This is the (divergent) asymptotic development for $
f(x)=\int_x^{\infty} e^{-{1\over 2}t^2} \ dt
$ given by 

$$f(x) \sim
e^{-{x^2\over 2}}\ (\ {1\over x}\  + \
\Sigma_{k=1}^{\infty}\ {(-1)^k(2k-1)!\over 2^{k-1}(k-1)!}\ {1\over x^{2k+1}}\ )
$$
or
$$f(x) \sim
e^{-{x^2\over 2}}\ (\ {1\over x}\  - {1\over x^3} + {3\over x^5} - {15\over x^7} + {105\over x^9} - {945\over x^{11}}...)$$

It is easily obtained from an integration by parts. The rest is given by an explicit integral. From its expression, one can check that f(x) is in fact squeezed between two consecutive sums of the series. As a result, we have the bound, for all x>0, 

$$0 \geq f(x) -
e^{-{x^2\over 2}}\ (\ {1\over x}\  - {1\over x^3} + {3\over x^5} - {15\over x^7} + {105\over x^9}) \geq - e^{-{x^2\over 2}}\ {945\over x^{11}}$$

Divergent series were standard tools at the beginning of the XXe century. I can't provide a reference, but the book of Hardy "Divergent series" may be a starting point for a bibliographic search. 

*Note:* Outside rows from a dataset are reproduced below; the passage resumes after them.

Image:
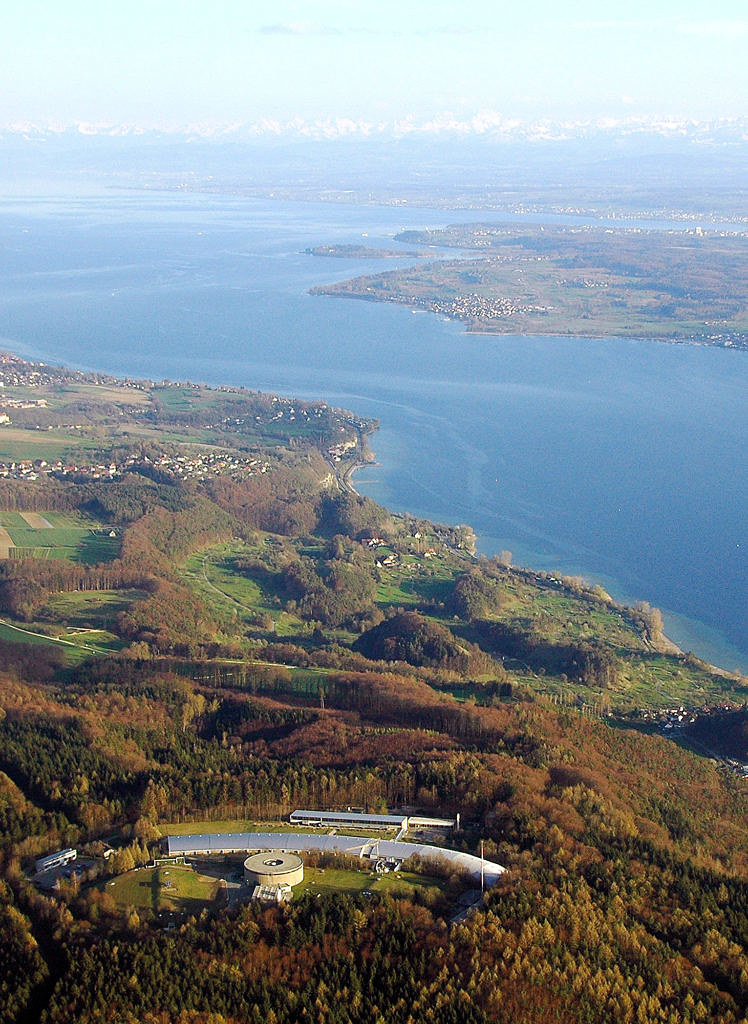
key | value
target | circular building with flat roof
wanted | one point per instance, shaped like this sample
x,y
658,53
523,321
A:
x,y
273,868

The divergent asymptotics was chosen because it is "good" at infinity. When truncated to some power (say 9), it has the correct behavior when x goes to infinity, that is, it goes to zero, just like f(x). So it gives an interesting approximation of f for all sufficiently big value of x. This of course is not the case of a development obtained by truncating a converging series in positive powers of x.